There is a second post on this topic coming in the next couple of weeks. Konjugieren’s aesthetic audit was the first half of a two-skill story I have been writing about iOS agentic development. The second skill, still in progress as of this writing, closes the other gap: it gives Claude Code (and any other Agent Skills-aware tool) the ability to run an iOS build, parse the compiler’s output, drive the simulator, and read a view’s accessibility tree, so that the agent can verify its own work without a human squinting at a screenshot.4 Design and verification are orthogonal dimensions of agentic iOS work, and neither is replaceable by the other. The design skill shipped in March. The verification skill is on deck for early May.

Endnotes

  1. I write “conjugationgroup” as a single word, a choice I defended at some length in an earlier post on Konjugieren’s custom markup. The short version: what English speakers would call a “tense” (the Präteritum Indikativ, the Perfekt Konjunktiv I) is in German a bundle of tense, mood, and voice that speakers conceptualize atomically. One concept, one new word. Semantic accuracy aside, I find that welding these two English words together prevents potentially misleading two-word parsing. I brought conjugationgroup to the German localization of Konjugieren as Conjugationgroup, a feminine noun whose plural, by analogy with Gruppe ➡️ Gruppen, is Conjugationgroupen. 

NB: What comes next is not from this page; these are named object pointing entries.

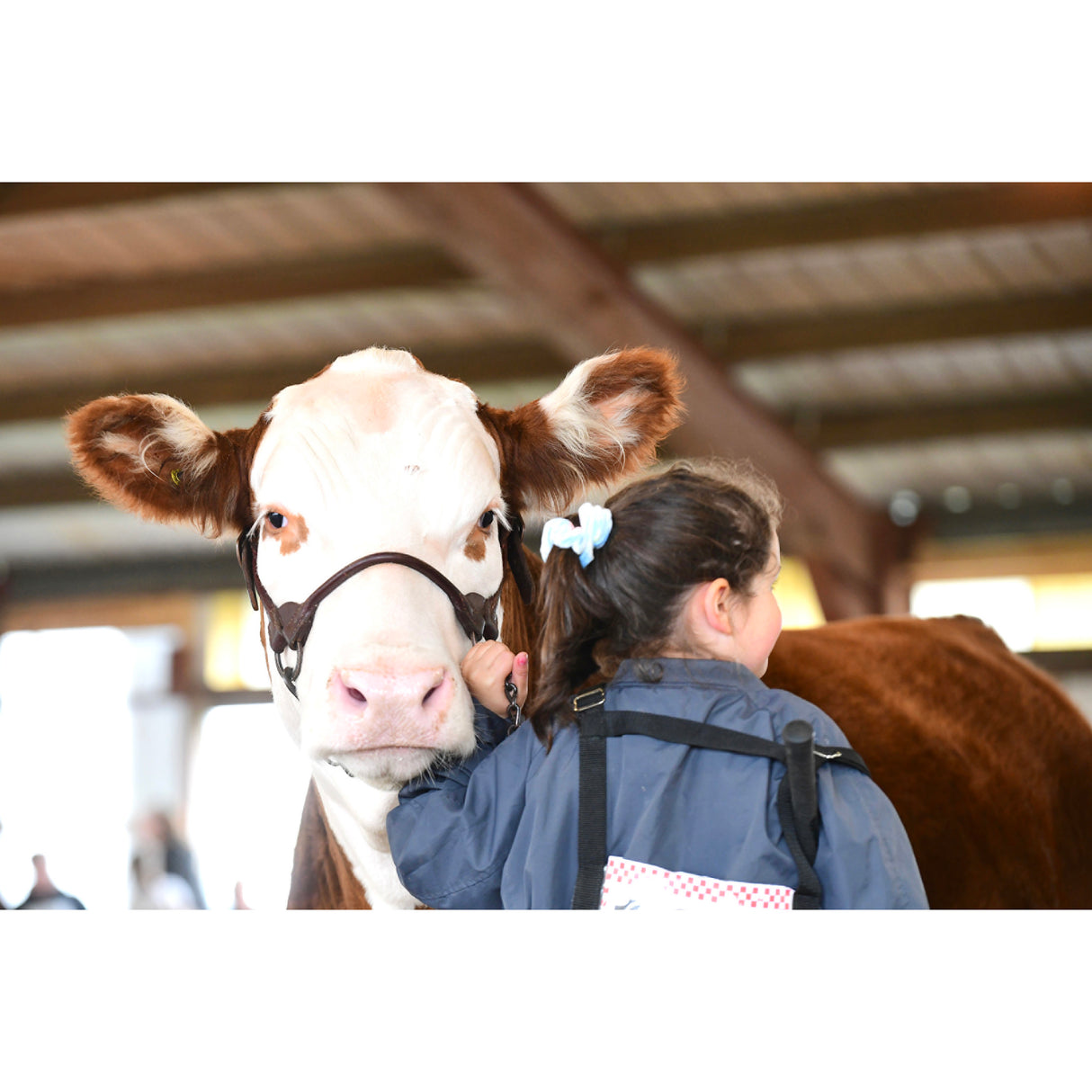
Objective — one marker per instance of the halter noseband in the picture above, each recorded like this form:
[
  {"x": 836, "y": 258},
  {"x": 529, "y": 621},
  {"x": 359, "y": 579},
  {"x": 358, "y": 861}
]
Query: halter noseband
[{"x": 291, "y": 622}]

  2. The Reclam yellow is not decorative; it is a trademark. Reclam registered the distinctive shade in 1867 for its Universalbibliothek, and the color’s association with classical German literature that a student might actually read is strong enough that using it on an app’s chrome functions as shorthand for “this is serious about German.” Choosing the Reclam reference over “Goethe yellow” or “German grammar yellow” was a way of saying which shelf the app belongs on. 

  3. Ablaut is the linguistic term for the stem-vowel alternation that marks the past forms of a strong verb across the Germanic languages. The canonical example is singen (present) / sang (preterite) / gesungen (past participle), in which the stem vowel walks iau. English has mostly lost its ablaut, sing/sang/sung notwithstanding, but German has kept it in robust health, and reading off the three principal parts of a strong verb is, for the learner, the work of memorization that no rule can replace. 

  4. A numeric sketch of why that matters: querying a SwiftUI view’s accessibility tree costs a few hundred tokens, whereas analyzing an iOS screenshot costs roughly 3,200. A loop that verifies its own UI through structured accessibility data is materially cheaper, and more precise, than one that verifies through vision. I thank Conor Luddy for this insight.